University of Wisconsin–Madison

New coastal engineering curriculum connects middle schoolers to the Great Lakes

A man in a black coat walks along a Lake Michigan beach at the bottom of a sandy, eroding bluff
An example of bluff erosion at a park in Cudahy, Wisconsin. (Photo by Sara Stathas)

When educator Nancy Carlson talks about Great Lakes coastal erosion, her students don’t have to imagine crumbling bluffs or shrinking beaches. They’ve seen it.

Now, with the help of a new coastal engineering curriculum from Wisconsin Sea Grant, Carlson and other educators can help their students understand how erosion occurs and affects coastal infrastructure, like homes. The six lesson plans are geared toward middle schoolers and cover Great Lakes coastal processes, engineering structures, stormwater management, and green infrastructure. They also feature hands-on activities — like using a homemade wave tank to simulate beach erosion — that get students collaborating and problem-solving like engineers.

The curriculum also helps kids notice and make sense of what they see along the coast, whether that’s a house dangling off a bluff or rocks that protect the shoreline from erosion. Carlson has led several of the hands-on activities described within the lesson plans and said they’re always a hit.

A woman with a long white braid wearing a blue patterend shirt smiles on the shores of Lake Michigan
Nancy Carlson is a watershed educator based in Racine, Wisconsin. (Submitted photo)

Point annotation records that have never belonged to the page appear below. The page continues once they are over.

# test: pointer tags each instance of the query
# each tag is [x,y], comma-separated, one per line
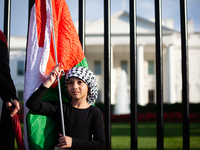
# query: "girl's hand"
[64,142]
[54,73]
[53,76]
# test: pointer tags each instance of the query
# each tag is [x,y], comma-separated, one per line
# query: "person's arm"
[34,102]
[98,142]
[7,87]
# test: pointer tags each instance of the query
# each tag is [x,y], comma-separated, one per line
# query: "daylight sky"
[94,10]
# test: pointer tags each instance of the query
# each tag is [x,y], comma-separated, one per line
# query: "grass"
[120,139]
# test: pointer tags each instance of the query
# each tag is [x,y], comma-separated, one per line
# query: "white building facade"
[120,59]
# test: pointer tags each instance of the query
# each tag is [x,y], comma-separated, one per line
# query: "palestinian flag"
[40,60]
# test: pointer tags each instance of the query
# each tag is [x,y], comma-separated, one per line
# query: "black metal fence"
[133,68]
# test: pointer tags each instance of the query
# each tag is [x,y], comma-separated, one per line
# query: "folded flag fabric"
[39,131]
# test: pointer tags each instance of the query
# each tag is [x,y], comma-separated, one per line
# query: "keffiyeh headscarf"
[88,77]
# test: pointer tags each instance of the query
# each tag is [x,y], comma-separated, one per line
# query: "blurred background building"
[120,58]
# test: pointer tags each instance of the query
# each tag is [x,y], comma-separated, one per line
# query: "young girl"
[83,122]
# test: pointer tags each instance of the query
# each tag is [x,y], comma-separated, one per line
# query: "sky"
[94,10]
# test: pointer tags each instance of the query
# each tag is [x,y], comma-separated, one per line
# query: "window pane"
[150,67]
[20,95]
[124,66]
[151,96]
[20,68]
[97,67]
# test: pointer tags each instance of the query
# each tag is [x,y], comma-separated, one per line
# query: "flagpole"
[60,97]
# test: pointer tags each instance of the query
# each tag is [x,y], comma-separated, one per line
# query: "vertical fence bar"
[82,23]
[185,75]
[7,12]
[133,73]
[107,73]
[159,74]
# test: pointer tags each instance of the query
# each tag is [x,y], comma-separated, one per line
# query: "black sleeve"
[7,88]
[45,108]
[98,142]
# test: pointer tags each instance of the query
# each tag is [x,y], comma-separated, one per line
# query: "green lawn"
[120,139]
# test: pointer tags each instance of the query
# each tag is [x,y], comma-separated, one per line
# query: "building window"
[124,66]
[20,95]
[97,67]
[99,96]
[20,68]
[150,67]
[151,96]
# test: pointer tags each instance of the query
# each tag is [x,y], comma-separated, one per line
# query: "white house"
[120,58]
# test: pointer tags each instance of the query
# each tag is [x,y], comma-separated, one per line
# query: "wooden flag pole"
[60,97]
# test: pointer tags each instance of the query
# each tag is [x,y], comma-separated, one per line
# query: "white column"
[112,77]
[171,74]
[1,103]
[140,75]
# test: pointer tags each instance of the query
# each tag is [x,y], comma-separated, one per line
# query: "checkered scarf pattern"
[88,77]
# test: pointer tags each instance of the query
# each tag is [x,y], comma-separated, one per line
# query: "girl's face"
[77,88]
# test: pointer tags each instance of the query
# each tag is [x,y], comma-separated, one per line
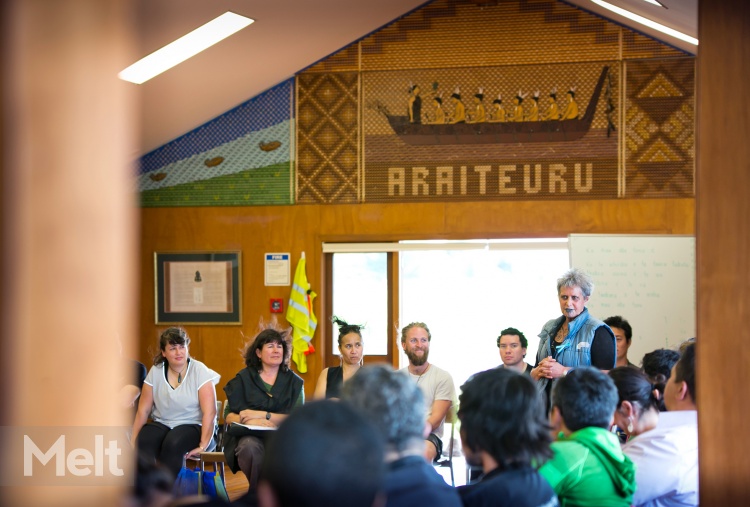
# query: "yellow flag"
[300,315]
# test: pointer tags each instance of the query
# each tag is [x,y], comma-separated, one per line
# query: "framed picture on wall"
[198,287]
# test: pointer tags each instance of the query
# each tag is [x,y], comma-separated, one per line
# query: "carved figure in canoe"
[570,126]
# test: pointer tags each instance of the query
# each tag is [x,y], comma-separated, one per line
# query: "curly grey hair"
[576,278]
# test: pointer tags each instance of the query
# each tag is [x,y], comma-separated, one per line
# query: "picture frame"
[198,287]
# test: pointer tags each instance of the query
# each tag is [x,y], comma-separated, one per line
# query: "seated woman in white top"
[663,445]
[179,396]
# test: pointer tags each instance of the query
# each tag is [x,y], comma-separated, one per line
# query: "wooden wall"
[723,253]
[258,230]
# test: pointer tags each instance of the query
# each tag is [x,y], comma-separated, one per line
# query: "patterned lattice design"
[637,46]
[523,167]
[328,138]
[660,128]
[473,33]
[267,109]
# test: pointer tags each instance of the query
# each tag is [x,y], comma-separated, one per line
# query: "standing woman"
[262,394]
[574,339]
[179,396]
[351,353]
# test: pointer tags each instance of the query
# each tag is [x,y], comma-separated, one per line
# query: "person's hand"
[195,453]
[260,422]
[246,415]
[547,366]
[553,369]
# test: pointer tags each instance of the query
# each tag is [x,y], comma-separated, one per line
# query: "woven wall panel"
[635,46]
[660,133]
[328,138]
[527,166]
[474,33]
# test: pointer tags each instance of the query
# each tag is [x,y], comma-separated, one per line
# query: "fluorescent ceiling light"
[185,47]
[647,22]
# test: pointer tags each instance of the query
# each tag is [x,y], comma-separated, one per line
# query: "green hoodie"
[588,469]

Adaptable, place-based education

Wisconsin Sea Grant education outreach specialist Ginny Carlton, librarian and education coordinator Anne Moser, and coastal engineer Adam Bechle developed the curriculum with funding from a NOAA Bay Watershed and Education Training grant. Carlton said the idea grew out of a desire to highlight Bechle’s coastal resilience work with the city of Racine.

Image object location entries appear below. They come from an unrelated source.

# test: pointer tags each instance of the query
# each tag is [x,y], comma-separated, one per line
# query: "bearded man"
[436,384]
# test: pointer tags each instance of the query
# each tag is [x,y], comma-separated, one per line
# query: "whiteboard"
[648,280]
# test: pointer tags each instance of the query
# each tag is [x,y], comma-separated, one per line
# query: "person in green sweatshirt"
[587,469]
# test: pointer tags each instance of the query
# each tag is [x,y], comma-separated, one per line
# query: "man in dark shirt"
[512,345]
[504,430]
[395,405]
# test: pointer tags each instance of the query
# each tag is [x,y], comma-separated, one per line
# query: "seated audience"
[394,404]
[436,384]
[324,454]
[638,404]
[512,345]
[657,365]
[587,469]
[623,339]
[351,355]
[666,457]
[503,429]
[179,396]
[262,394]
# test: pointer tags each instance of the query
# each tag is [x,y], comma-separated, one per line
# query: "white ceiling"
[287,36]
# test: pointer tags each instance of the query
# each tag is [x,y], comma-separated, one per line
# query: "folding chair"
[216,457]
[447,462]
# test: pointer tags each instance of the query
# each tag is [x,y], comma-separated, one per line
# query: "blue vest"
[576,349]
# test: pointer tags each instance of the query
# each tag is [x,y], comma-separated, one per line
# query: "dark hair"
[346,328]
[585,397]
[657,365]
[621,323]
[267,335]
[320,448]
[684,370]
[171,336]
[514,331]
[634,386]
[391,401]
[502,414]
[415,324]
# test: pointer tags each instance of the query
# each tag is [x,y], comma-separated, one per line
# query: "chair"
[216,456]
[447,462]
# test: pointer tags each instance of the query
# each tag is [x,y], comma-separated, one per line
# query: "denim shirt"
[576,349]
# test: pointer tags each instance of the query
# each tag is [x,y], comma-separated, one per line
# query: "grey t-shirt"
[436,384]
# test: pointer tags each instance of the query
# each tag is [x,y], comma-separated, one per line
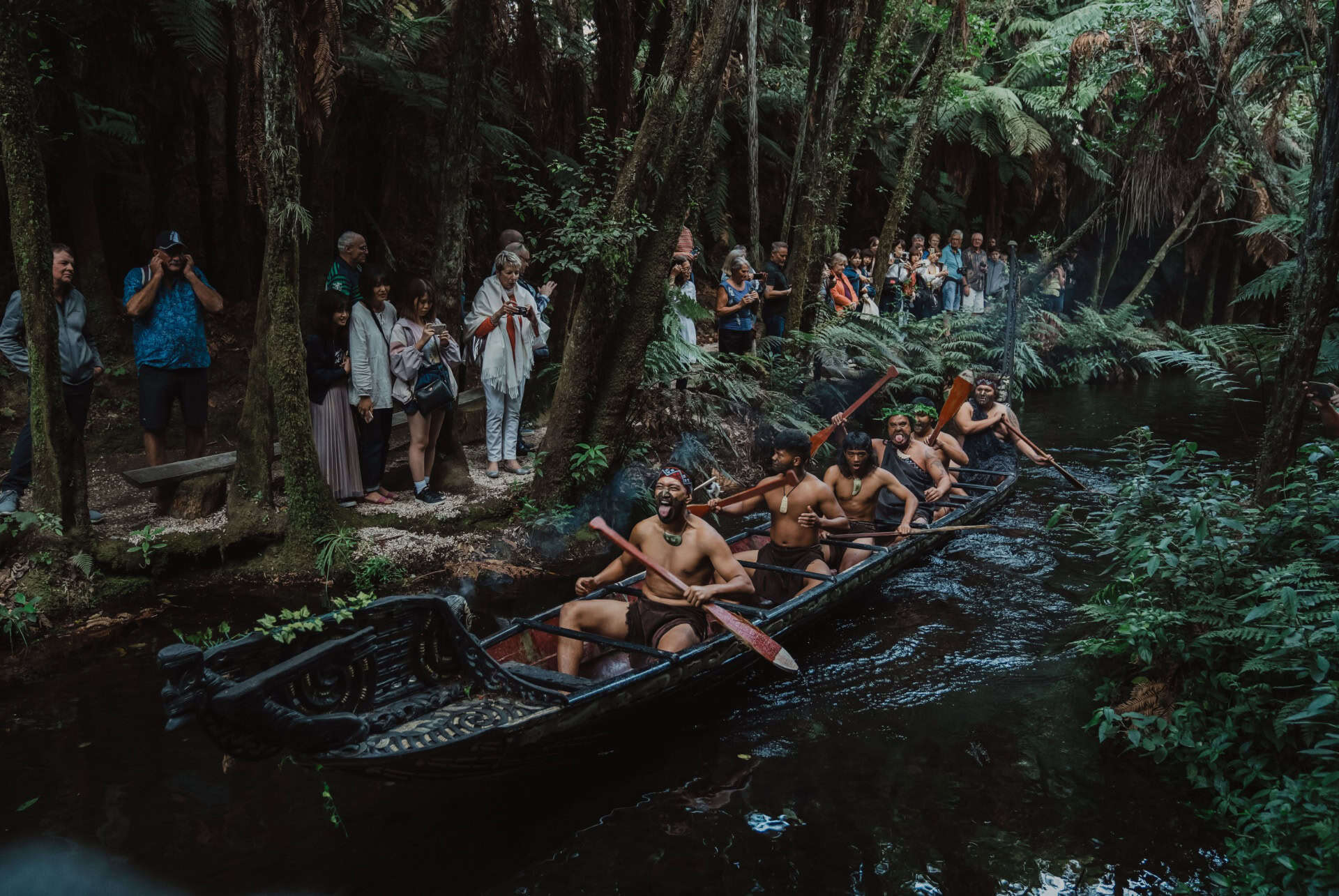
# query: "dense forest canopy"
[1049,109]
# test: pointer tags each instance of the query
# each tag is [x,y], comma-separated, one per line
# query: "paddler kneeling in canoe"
[663,618]
[857,481]
[800,516]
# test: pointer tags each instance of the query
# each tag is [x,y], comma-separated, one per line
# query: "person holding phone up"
[736,305]
[506,319]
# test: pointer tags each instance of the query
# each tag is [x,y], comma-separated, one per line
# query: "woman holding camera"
[506,319]
[327,388]
[422,351]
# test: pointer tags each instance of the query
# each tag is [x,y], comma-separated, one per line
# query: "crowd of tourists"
[879,492]
[378,343]
[378,346]
[921,280]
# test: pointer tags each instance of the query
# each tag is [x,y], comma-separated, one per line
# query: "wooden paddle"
[824,434]
[762,488]
[915,532]
[746,632]
[1069,476]
[956,395]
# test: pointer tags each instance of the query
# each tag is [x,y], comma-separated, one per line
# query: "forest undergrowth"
[1219,632]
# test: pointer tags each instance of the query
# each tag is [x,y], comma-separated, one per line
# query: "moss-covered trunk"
[808,245]
[1156,261]
[59,478]
[467,56]
[605,349]
[310,501]
[1314,294]
[923,128]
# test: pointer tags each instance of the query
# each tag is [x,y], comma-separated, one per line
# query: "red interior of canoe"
[540,648]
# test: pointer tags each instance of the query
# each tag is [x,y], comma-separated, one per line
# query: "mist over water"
[932,743]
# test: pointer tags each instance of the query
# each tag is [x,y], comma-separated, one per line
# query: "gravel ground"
[128,508]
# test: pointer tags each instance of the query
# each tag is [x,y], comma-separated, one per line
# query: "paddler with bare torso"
[800,516]
[663,618]
[986,439]
[857,481]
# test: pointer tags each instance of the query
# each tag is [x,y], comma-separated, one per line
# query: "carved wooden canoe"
[403,689]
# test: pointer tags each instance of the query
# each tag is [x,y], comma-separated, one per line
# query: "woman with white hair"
[506,319]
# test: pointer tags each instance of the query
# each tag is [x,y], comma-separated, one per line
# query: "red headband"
[675,473]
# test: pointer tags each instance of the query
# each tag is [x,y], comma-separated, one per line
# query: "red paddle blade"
[790,478]
[754,638]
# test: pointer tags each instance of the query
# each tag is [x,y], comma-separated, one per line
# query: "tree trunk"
[59,477]
[826,54]
[1172,238]
[1113,261]
[796,162]
[1230,310]
[1211,286]
[752,62]
[618,33]
[603,360]
[1183,291]
[310,503]
[458,172]
[921,129]
[1314,294]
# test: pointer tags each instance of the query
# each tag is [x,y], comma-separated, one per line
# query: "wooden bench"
[471,400]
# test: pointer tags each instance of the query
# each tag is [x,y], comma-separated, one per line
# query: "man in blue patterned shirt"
[351,255]
[165,299]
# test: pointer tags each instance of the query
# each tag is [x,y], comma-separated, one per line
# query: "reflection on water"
[934,743]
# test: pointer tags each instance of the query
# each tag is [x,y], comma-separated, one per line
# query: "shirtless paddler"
[856,478]
[800,516]
[662,618]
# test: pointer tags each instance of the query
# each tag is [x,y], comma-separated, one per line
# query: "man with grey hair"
[974,275]
[351,253]
[951,260]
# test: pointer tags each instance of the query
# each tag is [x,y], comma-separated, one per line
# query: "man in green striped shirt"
[347,266]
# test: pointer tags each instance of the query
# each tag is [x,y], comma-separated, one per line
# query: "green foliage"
[1236,608]
[589,464]
[84,563]
[334,552]
[146,542]
[572,205]
[17,619]
[377,572]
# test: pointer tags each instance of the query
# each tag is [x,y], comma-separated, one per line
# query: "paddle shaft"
[959,394]
[824,434]
[915,532]
[746,632]
[790,478]
[1069,476]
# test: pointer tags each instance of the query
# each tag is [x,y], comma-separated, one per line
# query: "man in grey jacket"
[80,365]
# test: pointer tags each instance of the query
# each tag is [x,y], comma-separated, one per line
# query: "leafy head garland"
[909,411]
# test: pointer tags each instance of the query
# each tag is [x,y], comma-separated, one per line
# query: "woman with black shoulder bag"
[422,353]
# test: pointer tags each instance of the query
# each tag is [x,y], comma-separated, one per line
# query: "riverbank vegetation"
[1220,622]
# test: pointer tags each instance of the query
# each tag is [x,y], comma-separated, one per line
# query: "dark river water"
[934,743]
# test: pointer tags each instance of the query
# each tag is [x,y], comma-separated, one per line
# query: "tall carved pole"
[1011,321]
[58,456]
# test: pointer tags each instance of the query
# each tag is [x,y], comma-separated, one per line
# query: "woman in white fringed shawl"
[504,315]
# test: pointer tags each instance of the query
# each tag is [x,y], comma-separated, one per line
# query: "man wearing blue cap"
[172,356]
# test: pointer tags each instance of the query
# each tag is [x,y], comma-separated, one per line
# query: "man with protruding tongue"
[663,618]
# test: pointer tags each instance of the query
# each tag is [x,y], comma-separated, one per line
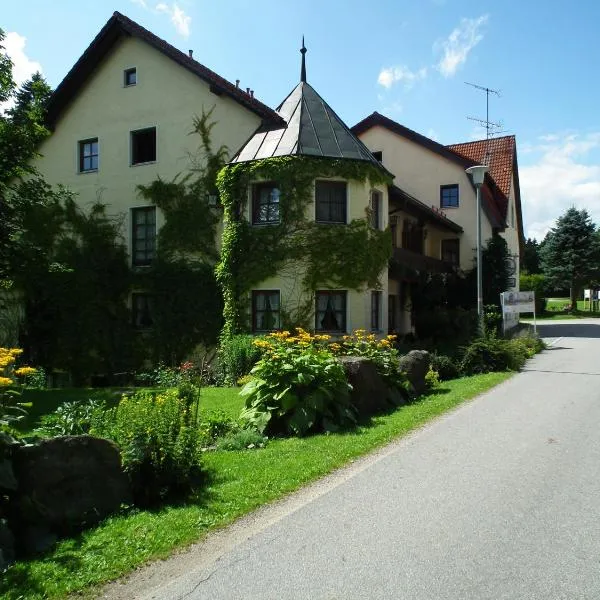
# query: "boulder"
[416,365]
[68,483]
[370,394]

The team also wanted to help teachers meet updated science standards.

A woman with short dark hair, glasses, and a green sweater with a Sea Grant name tag poses for a photo.

“Many of the school districts have adopted what are called the Next Generation Science Standards, and those standards, as they were revised, have a much stronger focus on engineering than previous science standards did,” said Carlton. “So, there’s an opportunity to create things in the engineering realm.”

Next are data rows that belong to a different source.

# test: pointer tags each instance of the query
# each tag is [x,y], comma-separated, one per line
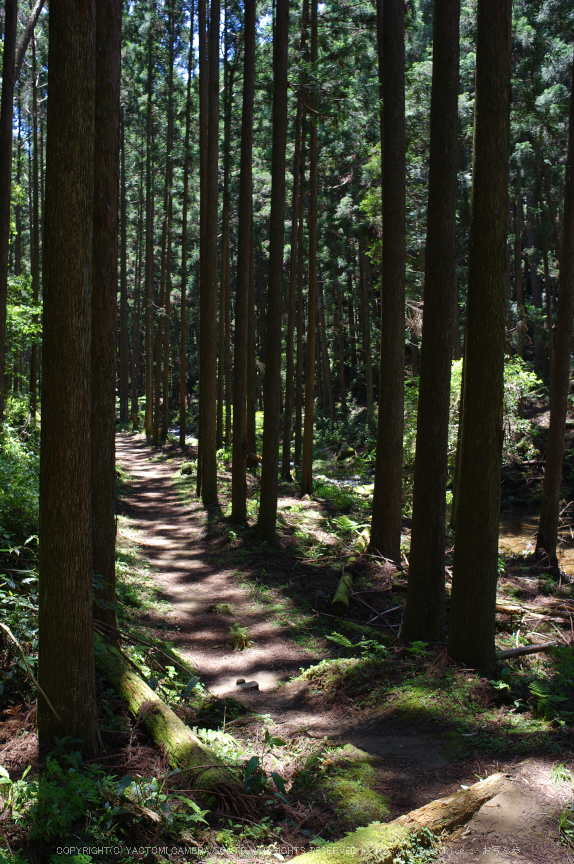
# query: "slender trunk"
[208,333]
[387,498]
[549,515]
[104,301]
[224,361]
[166,331]
[243,308]
[342,384]
[124,333]
[66,672]
[35,229]
[183,310]
[287,415]
[328,380]
[203,138]
[272,395]
[550,205]
[136,329]
[6,107]
[367,335]
[300,303]
[250,435]
[307,467]
[424,613]
[472,612]
[351,310]
[168,217]
[149,245]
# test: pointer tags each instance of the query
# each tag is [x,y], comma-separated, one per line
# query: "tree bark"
[6,108]
[183,309]
[272,395]
[35,230]
[124,333]
[208,333]
[136,322]
[104,301]
[300,303]
[243,312]
[387,496]
[424,613]
[549,514]
[66,647]
[149,243]
[307,467]
[472,614]
[367,334]
[28,33]
[287,415]
[168,216]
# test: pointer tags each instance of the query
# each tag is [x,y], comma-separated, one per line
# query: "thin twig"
[13,638]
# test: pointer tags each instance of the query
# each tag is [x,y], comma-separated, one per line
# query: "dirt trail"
[174,537]
[414,767]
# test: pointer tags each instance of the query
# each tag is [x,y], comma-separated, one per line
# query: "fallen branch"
[525,649]
[184,749]
[380,843]
[15,641]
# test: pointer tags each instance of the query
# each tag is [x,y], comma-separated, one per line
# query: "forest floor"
[215,582]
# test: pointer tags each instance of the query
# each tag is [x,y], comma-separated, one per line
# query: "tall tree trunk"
[243,312]
[300,303]
[148,423]
[167,328]
[136,322]
[35,229]
[66,647]
[104,301]
[342,384]
[367,333]
[472,613]
[6,107]
[549,514]
[250,436]
[387,498]
[208,332]
[124,334]
[553,219]
[183,310]
[518,257]
[272,395]
[287,415]
[203,143]
[424,613]
[224,361]
[328,380]
[307,467]
[535,288]
[168,216]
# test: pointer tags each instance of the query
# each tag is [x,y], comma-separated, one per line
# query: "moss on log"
[184,749]
[380,843]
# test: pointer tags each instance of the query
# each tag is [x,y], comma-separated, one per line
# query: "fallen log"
[184,749]
[380,843]
[525,649]
[548,612]
[340,602]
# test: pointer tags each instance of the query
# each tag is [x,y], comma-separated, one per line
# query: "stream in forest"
[517,534]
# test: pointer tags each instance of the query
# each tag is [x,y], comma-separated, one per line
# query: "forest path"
[175,539]
[412,763]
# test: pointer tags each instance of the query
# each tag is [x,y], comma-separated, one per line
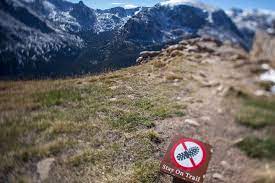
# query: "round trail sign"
[188,154]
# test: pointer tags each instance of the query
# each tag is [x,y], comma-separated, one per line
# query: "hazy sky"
[225,4]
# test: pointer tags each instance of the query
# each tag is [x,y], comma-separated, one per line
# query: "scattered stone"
[202,74]
[192,122]
[220,111]
[113,99]
[43,168]
[260,93]
[146,54]
[210,84]
[114,87]
[218,176]
[172,48]
[225,164]
[176,53]
[206,118]
[131,97]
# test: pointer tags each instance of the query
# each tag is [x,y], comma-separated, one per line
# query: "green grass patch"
[258,148]
[146,171]
[257,112]
[87,156]
[58,97]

The lesson plans revolve around North Beach in Racine, but teachers living anywhere in the Great Lakes Basin can use them in their classrooms. Carlton emphasized that the goal from the beginning was to make the curriculum place-based, but adaptable.

“The concepts themselves are broadly applicable. Sediment transport and currents and waves  — you know, they happen on all of the Great Lakes. So, that is relevant to everyone,” she said.

The place-based aspect resonated with Bechle, who grew up in Green Bay but didn’t feel connected to Lake Michigan.

“There’s an amusement park on the shore of the Bay of Green Bay, and then it’s pretty industrial. So, there’s not a lot of access points where you go and explore the beach and you see the changes,” he said.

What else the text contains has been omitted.